I felt guilty. Guilty for standing in his room. Guilty for ever knowing him. Hatred for my insignificant life and how it was about to hurt a person who had already dealt with a lifetime of rejection.
“I’m sorry”.
“Darcy, I’m a man, not a Donkey, I feel things”.
He was right. He was a man and I was stupid to assume he wanted anything else but to touch my female body.
He was standing by the door. I asked him to move and made my way to the bathroom.
“Do not kiss him Darcy. Do not kiss him”.
That time I even pointed at my reflection. I stared at my finger tip then to my face. Whose was it? I was a stranger to myself. For that very moment, a distinct feeling, the same feeling I had riding a train in Poland, tears falling from my face. My face wasn’t mine and neither was the hand pointing. I felt like no-one, anyone, alone, my whole life haunted by the ghost of someone else.
I went back into Ashraf’s room and smoked another cigarette. I watched the walls turn a darker shade of yellow.
“When’s your train?”. He said. “When’s your train?”.
“Three hours. You remember that time when we sang karaoke?”.
I didn’t know what else to do apart from recall happier moments.
He laughed briefly then asked me to join him again on the bed.
“Darcy why didn’t you tell me?”.
I told him everything again, that I didn’t know and that I was sorry.
“But why can’t we, just one more time?”.
“I can’t. I told you I can’t”.
“The last time, then nothing, I promise.”

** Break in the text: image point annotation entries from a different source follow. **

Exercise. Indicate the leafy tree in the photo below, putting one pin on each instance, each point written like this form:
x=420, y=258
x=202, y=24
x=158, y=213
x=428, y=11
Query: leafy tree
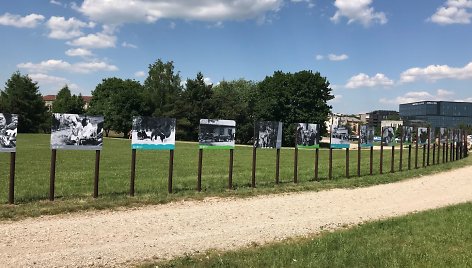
x=162, y=89
x=21, y=96
x=234, y=100
x=65, y=102
x=293, y=98
x=78, y=104
x=196, y=103
x=118, y=101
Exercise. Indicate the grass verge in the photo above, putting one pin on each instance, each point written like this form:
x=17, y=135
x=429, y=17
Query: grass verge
x=75, y=169
x=435, y=238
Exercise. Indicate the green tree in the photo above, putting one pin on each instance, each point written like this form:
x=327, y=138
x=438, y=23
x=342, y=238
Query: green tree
x=65, y=102
x=162, y=89
x=21, y=96
x=118, y=101
x=293, y=98
x=234, y=100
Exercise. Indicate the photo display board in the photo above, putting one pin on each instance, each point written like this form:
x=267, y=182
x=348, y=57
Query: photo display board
x=422, y=135
x=366, y=136
x=216, y=134
x=8, y=130
x=388, y=136
x=443, y=135
x=457, y=134
x=152, y=133
x=339, y=137
x=408, y=135
x=268, y=134
x=308, y=135
x=76, y=132
x=451, y=135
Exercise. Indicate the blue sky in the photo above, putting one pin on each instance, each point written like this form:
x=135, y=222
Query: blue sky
x=376, y=54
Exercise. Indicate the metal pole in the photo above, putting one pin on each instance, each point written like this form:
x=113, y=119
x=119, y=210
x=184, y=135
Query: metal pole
x=424, y=155
x=416, y=149
x=371, y=160
x=317, y=153
x=11, y=192
x=295, y=160
x=199, y=177
x=171, y=171
x=381, y=151
x=253, y=180
x=429, y=144
x=400, y=168
x=347, y=162
x=277, y=167
x=133, y=172
x=409, y=156
x=97, y=170
x=392, y=166
x=359, y=156
x=52, y=175
x=230, y=175
x=330, y=170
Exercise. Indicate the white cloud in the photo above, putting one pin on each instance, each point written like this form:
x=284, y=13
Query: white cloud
x=363, y=80
x=140, y=74
x=60, y=65
x=309, y=2
x=334, y=57
x=453, y=12
x=128, y=45
x=436, y=72
x=54, y=2
x=337, y=99
x=415, y=96
x=66, y=29
x=29, y=21
x=208, y=81
x=79, y=52
x=358, y=11
x=125, y=11
x=98, y=40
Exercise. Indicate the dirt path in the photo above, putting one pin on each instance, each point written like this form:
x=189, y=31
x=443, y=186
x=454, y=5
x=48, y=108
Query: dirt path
x=121, y=238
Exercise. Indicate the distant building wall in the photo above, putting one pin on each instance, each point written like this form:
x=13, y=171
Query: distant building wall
x=438, y=113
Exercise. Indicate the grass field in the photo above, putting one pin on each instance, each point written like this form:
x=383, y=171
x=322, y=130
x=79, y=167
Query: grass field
x=75, y=171
x=436, y=238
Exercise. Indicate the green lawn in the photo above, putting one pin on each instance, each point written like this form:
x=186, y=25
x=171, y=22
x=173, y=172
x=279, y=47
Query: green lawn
x=436, y=238
x=75, y=171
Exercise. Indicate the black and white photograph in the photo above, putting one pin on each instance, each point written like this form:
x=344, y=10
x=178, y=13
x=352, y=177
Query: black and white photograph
x=307, y=135
x=443, y=135
x=388, y=136
x=340, y=137
x=422, y=135
x=152, y=133
x=217, y=134
x=8, y=130
x=268, y=134
x=366, y=136
x=76, y=132
x=408, y=135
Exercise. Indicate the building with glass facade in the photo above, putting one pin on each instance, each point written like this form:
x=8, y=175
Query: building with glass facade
x=438, y=113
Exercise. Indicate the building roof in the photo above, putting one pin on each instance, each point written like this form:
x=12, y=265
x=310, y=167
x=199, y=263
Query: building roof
x=53, y=98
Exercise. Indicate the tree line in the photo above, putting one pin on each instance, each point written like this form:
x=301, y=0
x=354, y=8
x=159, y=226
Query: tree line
x=287, y=97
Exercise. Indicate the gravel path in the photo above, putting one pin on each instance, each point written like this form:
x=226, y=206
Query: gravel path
x=125, y=237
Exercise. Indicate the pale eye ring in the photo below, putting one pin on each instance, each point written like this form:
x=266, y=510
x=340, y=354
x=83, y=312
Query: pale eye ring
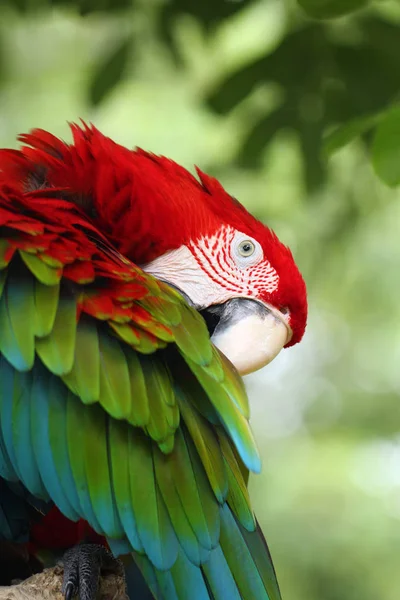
x=246, y=248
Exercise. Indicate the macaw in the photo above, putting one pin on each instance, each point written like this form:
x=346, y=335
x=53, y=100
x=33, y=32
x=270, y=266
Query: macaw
x=133, y=296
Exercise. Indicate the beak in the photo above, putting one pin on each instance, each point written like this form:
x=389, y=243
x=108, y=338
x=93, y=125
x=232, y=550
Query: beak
x=248, y=332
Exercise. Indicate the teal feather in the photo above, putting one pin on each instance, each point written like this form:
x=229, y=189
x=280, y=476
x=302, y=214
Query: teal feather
x=75, y=442
x=58, y=439
x=219, y=577
x=41, y=443
x=239, y=559
x=21, y=430
x=8, y=342
x=7, y=374
x=98, y=476
x=188, y=580
x=6, y=469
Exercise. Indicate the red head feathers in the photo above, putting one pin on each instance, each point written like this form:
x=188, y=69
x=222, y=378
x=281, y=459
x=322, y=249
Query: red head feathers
x=160, y=216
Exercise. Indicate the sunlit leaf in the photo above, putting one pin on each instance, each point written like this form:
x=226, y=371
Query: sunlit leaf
x=386, y=148
x=328, y=9
x=110, y=71
x=344, y=134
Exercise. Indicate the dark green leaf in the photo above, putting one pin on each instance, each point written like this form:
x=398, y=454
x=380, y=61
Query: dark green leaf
x=344, y=134
x=328, y=9
x=109, y=72
x=386, y=148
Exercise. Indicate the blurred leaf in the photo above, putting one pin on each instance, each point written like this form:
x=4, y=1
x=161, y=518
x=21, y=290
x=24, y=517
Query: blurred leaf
x=328, y=9
x=343, y=135
x=109, y=72
x=89, y=6
x=386, y=148
x=340, y=85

He even offered me money but I didn’t care. I only cared about who would win, the ghost or the part of me which saw it.
Ashraf put his arm around my shoulder and kissed me on the cheek.
“Really, I can’t”.
But there she was.
The ghost of a young girl that was trying to please the world.
October 2019
Ashraf called me the day his older brother died. He was only 34 years old and Facebook told me that his body was going to be sent to Kuwait in a wooden box. I didn’t answer his call.
The week before I told Jack what had happened during the last time I met Ashraf and he told me to never speak to him again. Jack said that it wasn’t what real friends do, that it was disrespectful, not consented.
It was a fair request I supposed although I couldn’t say that I didn’t miss Ashraf. Not the sex, just the company. And how we used to laugh at every small thing we both understood.
But one day we will meet again, go walking amongst the fields of our experiences and laugh from above at the beauty of it all, even the pain of miscommunication.